А где это село – не знаю. И опять забуду. Любашу только не забывал. Однова даже письмо послал ей, не ответила.
У доктора, Александра Кириллыча, было мне спокойно. Работы – мало: дров наколоть, печи истопить, кухарке помочь, сапоги, одёжу почистить, потом возить его по больным. Человек я непьющий, ну, стакан, два могу допустить выпить для здоровья; в карты играл осторожно, бабы меня даром любили. Характером я был нелюдим. Считался придурковатым. Накопил денег несколько.
И сразу, точно под гору покатился, началась необыкновенная жизнь. По соседству убили двух, мужа и жену, а я в ту ночь не дома ночевал. Заарестовали меня, и тут оказалось, что у меня пачпорт испорчен, буквы перепутаны: настоящее имя-прозвище моё Яков Зыков, а в пачпорте стоит Яков Языко́в. Тогда, на грех, японская война начиналась. Следователь и говорит:
– Ты сам сознался, что по чужому виду живёшь; значит – скрываешься от воинской повинности али от чего-то и ещё хуже.
Указываю: ведь в пачпорте, в приметах, объявлено – хромой, стало быть это я и есть, Зыков. В Сибири никто никому не верит.
– Может, говорит, к убийству ты и не причастен, а всё-таки надо собрать справки о тебе.

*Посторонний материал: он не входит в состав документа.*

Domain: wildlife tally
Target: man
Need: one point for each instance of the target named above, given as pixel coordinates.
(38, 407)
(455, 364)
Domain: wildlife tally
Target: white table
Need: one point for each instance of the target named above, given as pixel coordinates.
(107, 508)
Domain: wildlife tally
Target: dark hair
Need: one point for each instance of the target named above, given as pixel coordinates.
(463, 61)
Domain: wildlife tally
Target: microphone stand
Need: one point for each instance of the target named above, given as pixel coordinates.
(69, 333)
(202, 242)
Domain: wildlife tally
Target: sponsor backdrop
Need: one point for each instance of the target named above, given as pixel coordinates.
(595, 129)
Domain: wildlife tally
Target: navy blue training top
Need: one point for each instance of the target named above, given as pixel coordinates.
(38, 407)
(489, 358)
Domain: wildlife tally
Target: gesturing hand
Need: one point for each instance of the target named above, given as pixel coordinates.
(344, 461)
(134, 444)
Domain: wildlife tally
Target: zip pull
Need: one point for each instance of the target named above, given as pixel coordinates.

Доктора в те дни дома не было, он в Томск уехал и в Казань; заступиться за меня некому. Посадили в тюрьму, в тюрьме воры смеются надо мной:
– Вовсе ты не Зыков и не Языков, а – Язёв, потому что у тебя морда рыбья.
Так и прозвали: Язёв.
Обидела меня эта необыкновенная глупость; ночей не сплю, всё думаю: как это допускается – морить человека в тюрьме за пустяковую ошибку на бумаге? Жалуюсь богу; я в то время сильно богомолен был, хотя в тюрьме не молился: там над верой смеются. Бывало, спать ложась, только перекрещусь незаметно, а лёжа прочитаю, в мыслях, молитвы две-три, – тут и всё. А привык я молиться истово, на коленках стоя. «Верую», «Отче наш» читал по разу, «Богородицу-деву» – трижды. Акафист ей знал наизусть. Любаша многому научила меня. Писать учился шилом на бересте сначала.
Конечно, вера – глупость, но я тогда молодой был и, кроме бога, посторонних интересов не имел.

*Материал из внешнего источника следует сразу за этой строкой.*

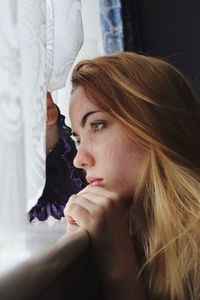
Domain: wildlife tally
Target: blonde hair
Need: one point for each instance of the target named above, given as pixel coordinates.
(159, 109)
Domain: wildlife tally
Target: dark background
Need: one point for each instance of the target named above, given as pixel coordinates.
(167, 29)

Валялось в камере, кроме меня, ещё семеро, – четверо воров, конокрад чахоточный задыхался, старик-бродяга и слесарь с железной дороги, его гнали этапом куда-то в Россию. Воры целыми днями в карты играли, песни пели, а старик со слесарем держались в стороне от них и всё спорили. Старик – высокий, тощий, длинноволосый, как поп, нос у него кривой, глаза строгие, злые, очень неприятный. Был аккуратен; утром проснётся раньше всех, вытрет лицо чистенькой тряпочкой, намочив её водою, расчешет голову, бороду, застегнётся весь и долго стоит, молится не крестясь, не шевелясь; смотрит не в угол, где икона, а в окно, на свет, на небо. Сектант, конечно, а оказалось – умный сектант!

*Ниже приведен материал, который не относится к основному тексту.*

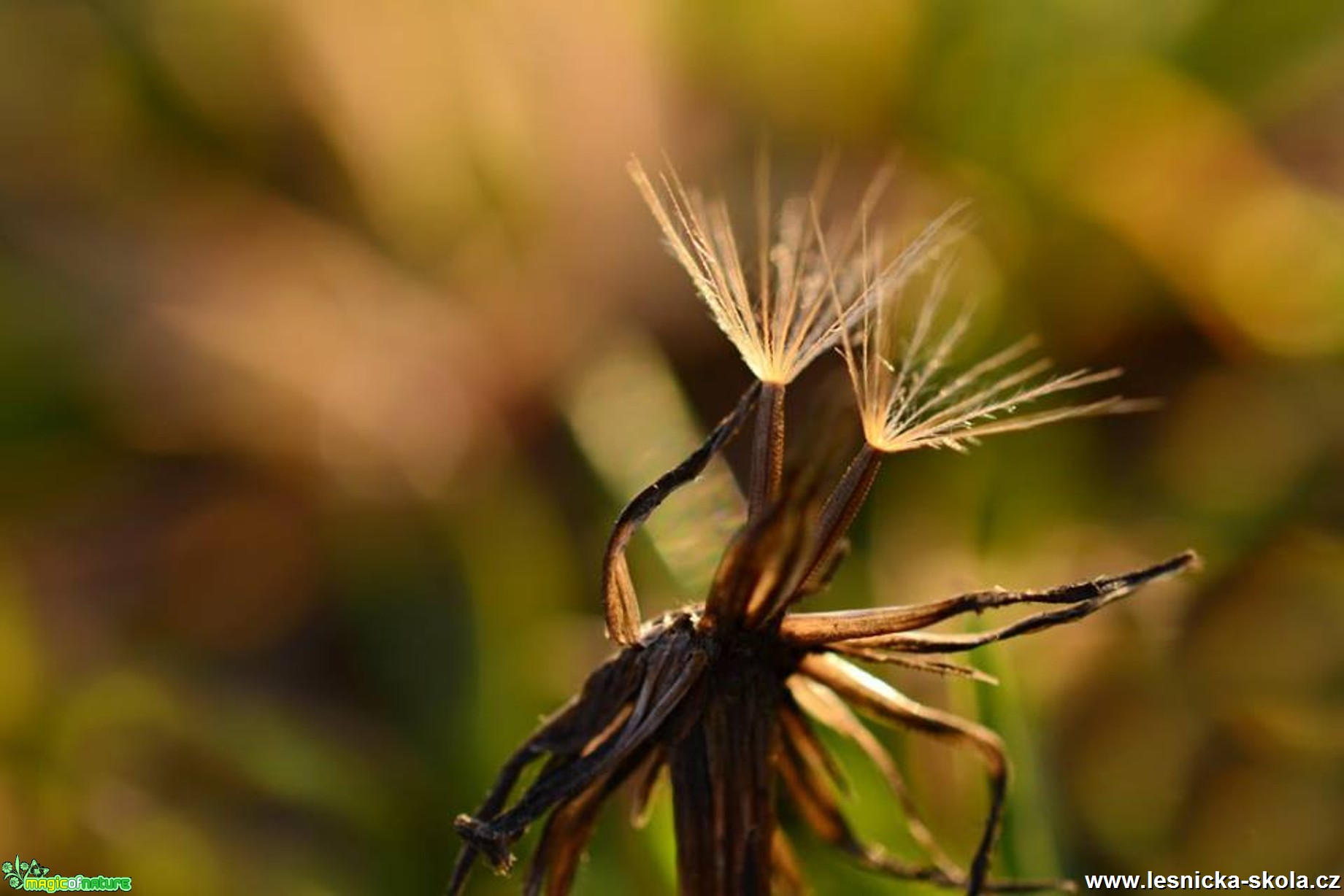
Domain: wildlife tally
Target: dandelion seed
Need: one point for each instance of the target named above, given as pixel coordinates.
(726, 696)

Слесарь – чёрный, как цыган или еврей, лет на десять старше меня. Речистый, и речь у него необыкновенная, даже слушать не хотелось. Голова ежом острижена, зубы блестят, усики чернеют. Глаза – как у киргиза. Лощёный весь и на тюленя похож, на учёного, каких в цирке показывают. Свистеть любил.